GM executives met with Jerry Dias, president of the union representing about 2,500 Oshawa auto workers on Tuesday, to discuss the proposals brought forward by Unifor in December that would keep the Oshawa facility open past 2019.

The automaker said in a letter released shortly after Tuesday’s meeting that the options proposed by Unifor “would involve substantial incremental costs and a further deterioration of GM’s competitive position.”

“Having completed an analysis of Unifor’s proposals, GM has determined that it cannot pursue them because they would not combat the declining economic and market factors that must be addressed,” the company said in a letter from GM Canada president Travis Hester and labour relations vice president Gerald Johnson.

Speaking in Windsor, Ont. on Tuesday afternoon, Dias said he was “deeply disappointed” by GM’s decision to close the Oshawa facility, calling it an example of “corporate greed.”

“What is equally disappointing is there was a clear acknowledgement that a solution could be found,” Dias said, adding that GM recognized that it could continue operating its Oshawa facility without hurting the company’s bottom line.

“Though there was an understanding of the importance of the (Canadian) market and the incredible contribution of our members in Oshawa, they weren’t reaching for the solution which is at hand.”

GM stunned the North American auto industry in late November when it announced a major restructuring plan that will see up to 14,000 workers in North America lose their jobs, nearly 3,000 of which are in the Oshawa Assembly Plant. GM will “unallocate” production at the Oshawa factory and four others, meaning production will halt by the end of this year unless new vehicle programs are assigned to those plans.

GM also said in the letter to Unifor that it hopes to work closely with the union “to seek the best possible transition” for the plant and its workers.

“We know these decisions are challenging for all of us, but GM remains committed to working jointly with Unifor to facilitate and support the transition of the Oshawa Assembly workforce,” the company said.

Since GM’s announcement, Unifor has launched an extensive public relations campaign, demanding GM save the Oshawa plant. Dias said Tuesday that the campaign will continue and will be “significant.”

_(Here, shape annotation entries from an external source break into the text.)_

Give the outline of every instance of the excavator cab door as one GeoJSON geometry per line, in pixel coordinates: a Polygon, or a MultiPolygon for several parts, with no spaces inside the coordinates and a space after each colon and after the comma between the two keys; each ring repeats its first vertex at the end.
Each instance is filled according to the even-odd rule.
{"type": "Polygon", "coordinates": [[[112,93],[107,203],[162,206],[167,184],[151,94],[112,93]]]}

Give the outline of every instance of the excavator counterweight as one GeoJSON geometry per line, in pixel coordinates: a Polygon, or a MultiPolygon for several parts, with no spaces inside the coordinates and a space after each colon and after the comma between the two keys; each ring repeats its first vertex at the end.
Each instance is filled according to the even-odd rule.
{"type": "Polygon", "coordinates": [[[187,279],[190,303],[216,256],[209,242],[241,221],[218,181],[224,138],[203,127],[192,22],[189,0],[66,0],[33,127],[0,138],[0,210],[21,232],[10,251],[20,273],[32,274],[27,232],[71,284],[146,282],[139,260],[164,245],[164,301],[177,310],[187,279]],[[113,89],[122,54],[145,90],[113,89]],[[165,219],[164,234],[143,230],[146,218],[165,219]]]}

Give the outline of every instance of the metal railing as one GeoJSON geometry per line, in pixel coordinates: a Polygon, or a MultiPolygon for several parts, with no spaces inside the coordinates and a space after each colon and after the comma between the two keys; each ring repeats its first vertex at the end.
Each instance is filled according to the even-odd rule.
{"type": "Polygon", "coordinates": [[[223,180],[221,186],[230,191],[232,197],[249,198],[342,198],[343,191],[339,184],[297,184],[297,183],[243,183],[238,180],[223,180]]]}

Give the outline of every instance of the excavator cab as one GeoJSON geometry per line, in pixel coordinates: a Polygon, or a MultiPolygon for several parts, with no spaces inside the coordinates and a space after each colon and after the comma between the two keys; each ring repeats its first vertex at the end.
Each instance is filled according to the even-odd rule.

“We are not backing down… we’re not going anywhere,” he said.

“The reality is General Motors is going to have to find a solution to keep our Oshawa Plant going. That’s the only acceptable solution as we stand here today.”

GM’s restructuring plan, which will save the company $6 billion annually, was in part a response to changing consumer demand, which has shifted towards sports utility vehicles and trucks. But it is also part of a broader strategy launched by chief executive Mary Barra that will see the company focus more on its electric and autonomous vehicle programs.